À bien des égards, un spectateur lambda pourrait croire que Petite nature parle de la découverte par Johnny de son homosexualité. Pourtant, ce n'est pas le propos du film. Oui, il traite en partie de l'attirance que voue l'enfant à son instituteur, mais ce sentiment croissant a surtout à voir avec ce que représente à ses yeux le maître d'école : un confort de vie, un appétit pour la culture, une sérénité, une maturité... En d'autres termes, il incarne une échappatoire à sa vie présente, ternie par le manque d'ambition de sa génitrice et le désengagement de celle-ci de ses responsabilités parentales.
La révélation Aliocha Reinert
Petite nature aborde donc la question du désir au sens large. Pour Johnny, il s'agit du désir de prendre son envol, d'exister au-delà des conditions de vie qui lui ont été données, peu propices à son épanouissement. Mais aussi du désir amoureux qui, bien que mal orienté, galvanise le jeune héros et lui permet d'oser comprendre et verbaliser ce qui relevait jusqu'alors de l'indicible. Et, enfin, du désir de trouver sa place, d'appartenir à un cercle social choisi plutôt que subi. En cela, le public LGBTQI+ peut clairement se retrouver dans cette trajectoire.

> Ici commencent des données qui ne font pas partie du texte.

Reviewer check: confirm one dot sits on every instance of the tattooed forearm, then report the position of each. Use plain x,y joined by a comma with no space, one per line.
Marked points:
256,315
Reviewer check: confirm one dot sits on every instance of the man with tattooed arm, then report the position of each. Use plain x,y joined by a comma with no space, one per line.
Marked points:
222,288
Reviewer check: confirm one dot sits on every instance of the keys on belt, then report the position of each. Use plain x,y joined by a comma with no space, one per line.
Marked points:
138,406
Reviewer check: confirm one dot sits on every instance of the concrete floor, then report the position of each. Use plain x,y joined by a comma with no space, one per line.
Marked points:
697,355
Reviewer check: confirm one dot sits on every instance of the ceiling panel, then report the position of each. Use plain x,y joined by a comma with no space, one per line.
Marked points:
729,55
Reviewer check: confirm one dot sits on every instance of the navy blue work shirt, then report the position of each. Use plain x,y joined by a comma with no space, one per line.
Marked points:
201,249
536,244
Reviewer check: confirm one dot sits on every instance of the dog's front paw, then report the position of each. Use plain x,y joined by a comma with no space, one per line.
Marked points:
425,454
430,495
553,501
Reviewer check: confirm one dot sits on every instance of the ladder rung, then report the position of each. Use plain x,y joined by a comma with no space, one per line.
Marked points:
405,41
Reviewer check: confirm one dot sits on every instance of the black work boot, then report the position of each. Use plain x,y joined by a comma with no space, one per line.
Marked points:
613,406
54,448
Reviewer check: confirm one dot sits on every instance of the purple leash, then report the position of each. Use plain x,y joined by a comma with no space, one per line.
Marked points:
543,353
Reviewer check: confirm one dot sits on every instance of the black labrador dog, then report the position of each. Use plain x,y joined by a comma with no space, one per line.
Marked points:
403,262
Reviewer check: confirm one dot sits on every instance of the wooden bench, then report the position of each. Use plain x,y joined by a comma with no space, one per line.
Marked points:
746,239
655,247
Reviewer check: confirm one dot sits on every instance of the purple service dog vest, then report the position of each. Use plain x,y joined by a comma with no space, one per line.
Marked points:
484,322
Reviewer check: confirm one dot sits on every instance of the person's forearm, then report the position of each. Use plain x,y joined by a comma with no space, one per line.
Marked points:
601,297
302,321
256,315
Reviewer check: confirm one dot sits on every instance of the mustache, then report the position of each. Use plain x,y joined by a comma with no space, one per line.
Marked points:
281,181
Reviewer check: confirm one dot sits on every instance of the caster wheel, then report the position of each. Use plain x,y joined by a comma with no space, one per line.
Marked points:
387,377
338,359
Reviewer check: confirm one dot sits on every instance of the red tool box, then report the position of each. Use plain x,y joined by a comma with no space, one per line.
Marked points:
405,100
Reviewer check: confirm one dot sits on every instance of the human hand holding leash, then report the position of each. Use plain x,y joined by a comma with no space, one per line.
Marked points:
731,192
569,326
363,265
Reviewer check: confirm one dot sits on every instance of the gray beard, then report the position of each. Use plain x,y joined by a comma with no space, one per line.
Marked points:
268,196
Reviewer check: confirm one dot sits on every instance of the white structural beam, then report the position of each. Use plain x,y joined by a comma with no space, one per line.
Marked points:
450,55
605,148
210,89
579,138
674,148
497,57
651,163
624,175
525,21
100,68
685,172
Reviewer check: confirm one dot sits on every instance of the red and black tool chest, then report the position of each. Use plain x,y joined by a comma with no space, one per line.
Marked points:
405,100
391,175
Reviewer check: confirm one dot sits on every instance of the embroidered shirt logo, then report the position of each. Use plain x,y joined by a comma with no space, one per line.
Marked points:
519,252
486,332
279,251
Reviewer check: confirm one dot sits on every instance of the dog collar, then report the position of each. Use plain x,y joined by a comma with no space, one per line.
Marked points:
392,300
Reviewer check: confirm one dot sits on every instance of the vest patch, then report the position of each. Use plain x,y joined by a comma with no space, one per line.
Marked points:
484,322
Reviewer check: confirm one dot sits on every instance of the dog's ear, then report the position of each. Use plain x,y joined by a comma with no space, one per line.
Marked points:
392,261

La force de Petite nature se trouve en premier lieu dans son script, d'une finesse d'écriture assez frappante. Mais il ne serait rien sans sa réalisation intimiste, avec une poignée de plans sublimes de simplicité, et par-dessus tout l'interprétation d'Aliocha Reinert. Le (très) jeune comédien signe ici son premier film et livre une performance bluffante, s'imposant déjà comme l'une des révélations cinéma de 2022. Il est épaulé par un casting secondaire plus qu'au niveau, avec une mention particulière pour Mélissa Olexa, également novice devant la caméra, qui joue la mère de Johnny. Tant de raisons réjouissantes qui font de Petite nature un grand premier film solo.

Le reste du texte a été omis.